Slider: Description of the actions of English armor-piercing soldiers

If a defensive position passed through a forest, it was organized in the depths of the forest, and not along the edge. As a result, the enemy lost the opportunity to conduct direct fire. The forest limited the mobility of tanks, and also provided shelters that facilitated the actions of infantry squads of tank destroyers and camouflage anti-tank weapons. The infantry dug into the ground as deep as possible. A trench or rifle cell allowed a soldier to lie down with at least half a meter of height above him. Separate firing positions were connected to each other by trenches, allowing infantry to safely move between positions depending on the tactical situation. For sustainable defense it was important so that the infantrymen know vulnerable points tank, had confidence that tanks could be fought. Otherwise, the infantry will simply scatter when the tanks appear. Infantrymen must be able to pass the tank above them, lying between the tracks on the ground or at the bottom of the trench. Infantrymen should be aware that the closer a tank is, the less dangerous it is to humans and the more vulnerable it becomes to hand-held anti-tank weapons. In the immediate vicinity of the tank there is a dead zone that is not covered by tank machine guns. Depending on the situation, the infantryman can either let the tank pass by him or attack it with hand grenades. In any case, the task of the defending infantry is to fight the enemy infantry accompanying the tanks.

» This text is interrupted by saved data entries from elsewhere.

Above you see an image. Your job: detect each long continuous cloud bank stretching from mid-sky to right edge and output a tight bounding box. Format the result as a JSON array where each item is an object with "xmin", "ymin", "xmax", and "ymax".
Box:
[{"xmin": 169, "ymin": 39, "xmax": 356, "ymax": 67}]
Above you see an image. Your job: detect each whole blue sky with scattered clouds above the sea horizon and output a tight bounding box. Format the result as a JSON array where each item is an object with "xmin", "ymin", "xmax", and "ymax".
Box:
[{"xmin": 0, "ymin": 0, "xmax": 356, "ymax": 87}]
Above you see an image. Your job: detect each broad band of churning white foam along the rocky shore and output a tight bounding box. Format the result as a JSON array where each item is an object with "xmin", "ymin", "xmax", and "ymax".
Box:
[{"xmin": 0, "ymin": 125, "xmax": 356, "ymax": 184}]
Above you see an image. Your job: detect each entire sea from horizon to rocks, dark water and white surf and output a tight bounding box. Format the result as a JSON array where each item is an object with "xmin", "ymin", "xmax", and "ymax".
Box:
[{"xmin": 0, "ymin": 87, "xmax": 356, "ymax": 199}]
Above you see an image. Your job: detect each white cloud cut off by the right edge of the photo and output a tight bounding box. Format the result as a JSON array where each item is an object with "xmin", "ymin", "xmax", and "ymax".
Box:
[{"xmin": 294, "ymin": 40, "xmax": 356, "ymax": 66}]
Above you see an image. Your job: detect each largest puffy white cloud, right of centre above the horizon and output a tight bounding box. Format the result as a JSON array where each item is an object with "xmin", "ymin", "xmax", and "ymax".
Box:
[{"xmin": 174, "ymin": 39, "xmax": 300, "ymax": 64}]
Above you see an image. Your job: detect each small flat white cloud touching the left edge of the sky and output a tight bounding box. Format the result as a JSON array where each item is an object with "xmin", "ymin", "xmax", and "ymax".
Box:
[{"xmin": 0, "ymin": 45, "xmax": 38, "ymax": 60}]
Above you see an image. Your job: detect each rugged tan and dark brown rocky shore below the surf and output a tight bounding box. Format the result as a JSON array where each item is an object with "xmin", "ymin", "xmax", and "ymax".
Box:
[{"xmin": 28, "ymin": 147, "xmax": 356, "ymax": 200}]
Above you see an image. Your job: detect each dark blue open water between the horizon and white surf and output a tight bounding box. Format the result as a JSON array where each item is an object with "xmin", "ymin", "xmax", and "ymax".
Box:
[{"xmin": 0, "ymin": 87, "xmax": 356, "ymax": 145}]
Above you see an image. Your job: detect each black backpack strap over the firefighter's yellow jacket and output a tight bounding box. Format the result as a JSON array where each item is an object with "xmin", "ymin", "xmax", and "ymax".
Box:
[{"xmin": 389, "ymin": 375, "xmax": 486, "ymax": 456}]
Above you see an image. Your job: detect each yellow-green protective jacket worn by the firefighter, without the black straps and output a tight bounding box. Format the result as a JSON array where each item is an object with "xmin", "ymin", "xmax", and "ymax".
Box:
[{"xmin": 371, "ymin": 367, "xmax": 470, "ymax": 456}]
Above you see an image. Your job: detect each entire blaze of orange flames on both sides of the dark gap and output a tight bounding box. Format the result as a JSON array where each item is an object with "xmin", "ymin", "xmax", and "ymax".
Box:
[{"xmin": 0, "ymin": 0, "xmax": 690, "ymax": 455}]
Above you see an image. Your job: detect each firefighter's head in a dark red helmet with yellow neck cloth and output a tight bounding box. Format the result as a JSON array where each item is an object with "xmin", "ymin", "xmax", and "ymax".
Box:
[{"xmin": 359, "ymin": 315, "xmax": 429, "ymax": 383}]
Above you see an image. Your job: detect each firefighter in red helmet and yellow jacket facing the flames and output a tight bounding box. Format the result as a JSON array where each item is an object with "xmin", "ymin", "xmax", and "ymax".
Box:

Infantry anti-tank guns are sometimes deployed to the front line, but more often they are kept in the depths of the defense: in a tank-hazardous direction or where it would be more convenient to advance in one direction or another. Early defensive doctrines generally dictated that enemy tanks should be engaged at the greatest possible range. However, the experience of the first battles showed that it is much more efficient to wait until the tanks approach a minimum distance, maybe up to several hundred meters. Fire at short distances is highly accurate. This principle turned out to be effective even for the flat North African desert. Machine guns and mortars must concentrate their fire on the infantry, cutting them off from the tanks.

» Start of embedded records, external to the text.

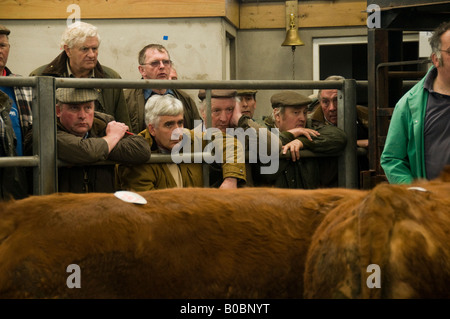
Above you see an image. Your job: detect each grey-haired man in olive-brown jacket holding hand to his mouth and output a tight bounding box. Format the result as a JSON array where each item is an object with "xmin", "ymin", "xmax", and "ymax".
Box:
[{"xmin": 117, "ymin": 95, "xmax": 246, "ymax": 191}]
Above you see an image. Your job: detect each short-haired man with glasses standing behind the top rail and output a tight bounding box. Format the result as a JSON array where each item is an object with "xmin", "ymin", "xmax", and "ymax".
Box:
[{"xmin": 124, "ymin": 44, "xmax": 200, "ymax": 133}]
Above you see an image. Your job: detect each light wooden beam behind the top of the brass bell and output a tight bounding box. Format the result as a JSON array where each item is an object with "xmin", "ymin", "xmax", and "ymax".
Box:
[{"xmin": 239, "ymin": 0, "xmax": 367, "ymax": 29}]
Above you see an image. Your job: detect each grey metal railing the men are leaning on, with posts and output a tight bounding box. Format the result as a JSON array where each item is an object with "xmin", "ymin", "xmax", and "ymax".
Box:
[{"xmin": 0, "ymin": 76, "xmax": 358, "ymax": 195}]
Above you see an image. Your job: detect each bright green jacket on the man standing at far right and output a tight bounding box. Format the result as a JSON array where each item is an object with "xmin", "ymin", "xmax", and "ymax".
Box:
[{"xmin": 380, "ymin": 67, "xmax": 434, "ymax": 184}]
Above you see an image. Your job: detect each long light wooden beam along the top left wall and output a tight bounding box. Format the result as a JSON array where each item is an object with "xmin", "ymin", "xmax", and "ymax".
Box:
[{"xmin": 0, "ymin": 0, "xmax": 225, "ymax": 19}]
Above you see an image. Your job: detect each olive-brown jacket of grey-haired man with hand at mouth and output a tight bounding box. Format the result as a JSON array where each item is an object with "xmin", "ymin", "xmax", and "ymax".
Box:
[{"xmin": 117, "ymin": 129, "xmax": 246, "ymax": 191}]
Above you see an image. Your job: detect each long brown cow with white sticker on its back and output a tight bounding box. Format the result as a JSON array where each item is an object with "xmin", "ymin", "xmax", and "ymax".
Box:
[{"xmin": 0, "ymin": 188, "xmax": 366, "ymax": 299}]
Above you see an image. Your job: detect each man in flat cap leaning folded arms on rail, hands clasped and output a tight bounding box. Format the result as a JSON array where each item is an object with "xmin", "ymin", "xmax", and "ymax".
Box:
[{"xmin": 27, "ymin": 88, "xmax": 151, "ymax": 193}]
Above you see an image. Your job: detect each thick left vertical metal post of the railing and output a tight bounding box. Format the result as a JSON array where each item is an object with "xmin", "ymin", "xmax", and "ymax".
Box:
[{"xmin": 33, "ymin": 76, "xmax": 58, "ymax": 195}]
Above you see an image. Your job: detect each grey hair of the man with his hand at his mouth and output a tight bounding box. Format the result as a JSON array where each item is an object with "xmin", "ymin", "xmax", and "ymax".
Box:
[{"xmin": 145, "ymin": 94, "xmax": 183, "ymax": 126}]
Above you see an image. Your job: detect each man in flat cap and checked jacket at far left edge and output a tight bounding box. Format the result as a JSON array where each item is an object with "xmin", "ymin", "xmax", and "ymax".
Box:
[{"xmin": 0, "ymin": 25, "xmax": 33, "ymax": 199}]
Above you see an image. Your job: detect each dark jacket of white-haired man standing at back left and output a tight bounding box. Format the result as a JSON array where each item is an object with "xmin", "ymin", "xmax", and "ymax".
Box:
[{"xmin": 30, "ymin": 51, "xmax": 131, "ymax": 129}]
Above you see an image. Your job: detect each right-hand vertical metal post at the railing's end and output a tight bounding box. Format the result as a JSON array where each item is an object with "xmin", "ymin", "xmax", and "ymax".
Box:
[{"xmin": 338, "ymin": 80, "xmax": 358, "ymax": 188}]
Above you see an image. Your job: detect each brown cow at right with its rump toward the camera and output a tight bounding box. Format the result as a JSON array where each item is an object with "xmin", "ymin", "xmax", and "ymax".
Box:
[{"xmin": 304, "ymin": 171, "xmax": 450, "ymax": 299}]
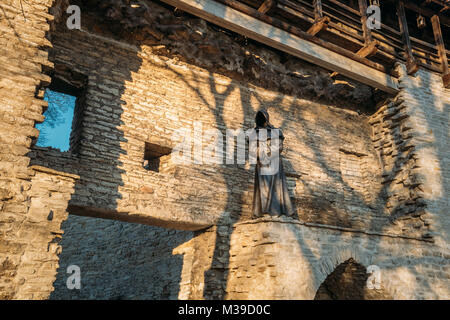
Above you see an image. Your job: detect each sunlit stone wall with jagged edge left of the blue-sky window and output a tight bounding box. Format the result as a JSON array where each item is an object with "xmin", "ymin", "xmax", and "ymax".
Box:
[{"xmin": 0, "ymin": 0, "xmax": 59, "ymax": 299}]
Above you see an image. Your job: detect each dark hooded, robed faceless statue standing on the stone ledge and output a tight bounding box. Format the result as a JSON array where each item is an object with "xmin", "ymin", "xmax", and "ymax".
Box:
[{"xmin": 249, "ymin": 110, "xmax": 294, "ymax": 218}]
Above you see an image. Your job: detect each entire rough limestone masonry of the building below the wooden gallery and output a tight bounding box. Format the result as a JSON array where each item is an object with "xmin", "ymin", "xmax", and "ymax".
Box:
[{"xmin": 0, "ymin": 0, "xmax": 450, "ymax": 299}]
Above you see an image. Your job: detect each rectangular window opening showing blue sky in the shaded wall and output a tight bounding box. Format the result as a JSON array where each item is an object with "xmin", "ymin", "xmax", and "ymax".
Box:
[{"xmin": 36, "ymin": 67, "xmax": 87, "ymax": 153}]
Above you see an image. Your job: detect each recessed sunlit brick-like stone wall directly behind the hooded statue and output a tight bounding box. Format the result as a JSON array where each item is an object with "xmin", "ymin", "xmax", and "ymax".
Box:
[{"xmin": 30, "ymin": 4, "xmax": 387, "ymax": 230}]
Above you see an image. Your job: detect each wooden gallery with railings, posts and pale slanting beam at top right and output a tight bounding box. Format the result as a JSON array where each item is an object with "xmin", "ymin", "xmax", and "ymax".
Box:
[{"xmin": 162, "ymin": 0, "xmax": 450, "ymax": 92}]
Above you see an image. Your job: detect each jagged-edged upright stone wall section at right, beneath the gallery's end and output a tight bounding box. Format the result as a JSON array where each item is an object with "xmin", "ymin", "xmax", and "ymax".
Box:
[{"xmin": 369, "ymin": 66, "xmax": 450, "ymax": 245}]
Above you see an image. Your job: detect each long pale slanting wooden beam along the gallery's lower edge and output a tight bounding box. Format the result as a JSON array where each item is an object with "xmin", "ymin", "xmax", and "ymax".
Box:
[{"xmin": 163, "ymin": 0, "xmax": 398, "ymax": 94}]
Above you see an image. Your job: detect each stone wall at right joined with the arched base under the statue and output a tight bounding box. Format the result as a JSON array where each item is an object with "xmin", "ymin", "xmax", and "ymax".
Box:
[{"xmin": 171, "ymin": 66, "xmax": 450, "ymax": 299}]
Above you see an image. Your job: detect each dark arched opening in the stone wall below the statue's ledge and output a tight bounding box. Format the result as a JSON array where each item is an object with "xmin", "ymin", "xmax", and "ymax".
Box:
[{"xmin": 314, "ymin": 258, "xmax": 392, "ymax": 300}]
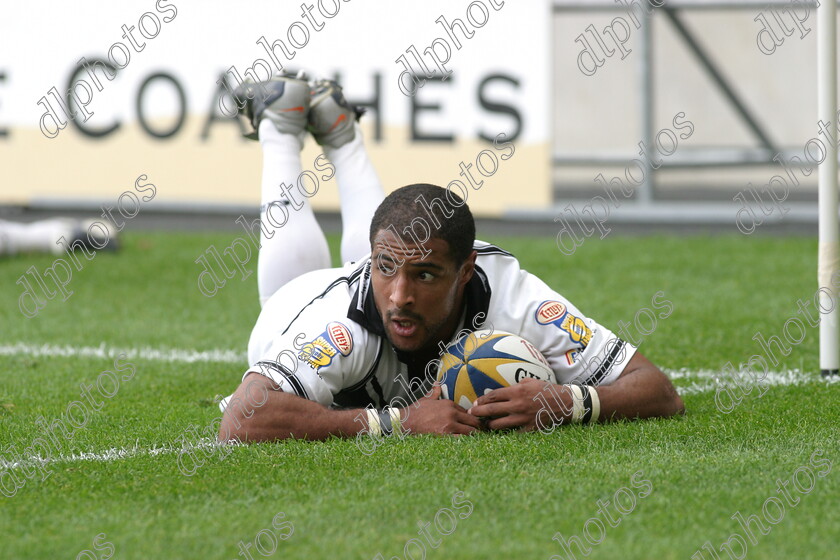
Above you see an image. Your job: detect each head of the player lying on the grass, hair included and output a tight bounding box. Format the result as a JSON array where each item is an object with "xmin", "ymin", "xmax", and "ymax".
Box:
[{"xmin": 370, "ymin": 183, "xmax": 475, "ymax": 352}]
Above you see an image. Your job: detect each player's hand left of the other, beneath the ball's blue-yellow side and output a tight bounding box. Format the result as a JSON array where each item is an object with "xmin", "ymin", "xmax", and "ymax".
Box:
[{"xmin": 402, "ymin": 385, "xmax": 481, "ymax": 435}]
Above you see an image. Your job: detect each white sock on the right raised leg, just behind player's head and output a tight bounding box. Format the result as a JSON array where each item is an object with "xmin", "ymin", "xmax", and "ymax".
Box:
[{"xmin": 324, "ymin": 124, "xmax": 385, "ymax": 262}]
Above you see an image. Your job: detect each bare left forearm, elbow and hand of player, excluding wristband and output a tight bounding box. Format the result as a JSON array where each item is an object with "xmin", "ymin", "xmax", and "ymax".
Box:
[{"xmin": 219, "ymin": 372, "xmax": 480, "ymax": 442}]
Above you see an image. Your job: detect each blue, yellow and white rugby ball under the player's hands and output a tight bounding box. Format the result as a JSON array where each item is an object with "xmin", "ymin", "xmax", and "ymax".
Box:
[{"xmin": 437, "ymin": 330, "xmax": 556, "ymax": 409}]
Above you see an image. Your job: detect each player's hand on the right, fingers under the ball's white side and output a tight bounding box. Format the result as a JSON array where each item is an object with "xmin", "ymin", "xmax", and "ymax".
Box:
[{"xmin": 469, "ymin": 378, "xmax": 572, "ymax": 432}]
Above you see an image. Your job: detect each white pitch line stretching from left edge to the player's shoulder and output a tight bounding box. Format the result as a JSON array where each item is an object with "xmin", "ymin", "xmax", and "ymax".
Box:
[{"xmin": 0, "ymin": 342, "xmax": 247, "ymax": 364}]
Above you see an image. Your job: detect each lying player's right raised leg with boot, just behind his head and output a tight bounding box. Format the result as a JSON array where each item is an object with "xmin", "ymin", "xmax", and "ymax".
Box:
[{"xmin": 309, "ymin": 80, "xmax": 385, "ymax": 262}]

Anti-tank guns are located in the depths of the defense, taking on tanks that have broken through the front line of defense. If necessary, regimental reserves should be brought into battle. If the battle is fought in a closed area, it is convenient for infantry to fight tanks with the help of hand-held anti-tank weapons. A divisional tank destroyer battalion is usually held in reserve, although individual guns can be used to reinforce rifle units. If a division is reinforced with tanks, they are kept in reserve in case of a possible counterattack. During the offensive, anti-tank crews accompany the infantry, staying slightly behind. If enemy tanks are encountered, anti-tank guns roll forward and engage in battle. Anti-tank guns can also be used to combat enemy pillboxes and bunkers, as well as to cover the flanks.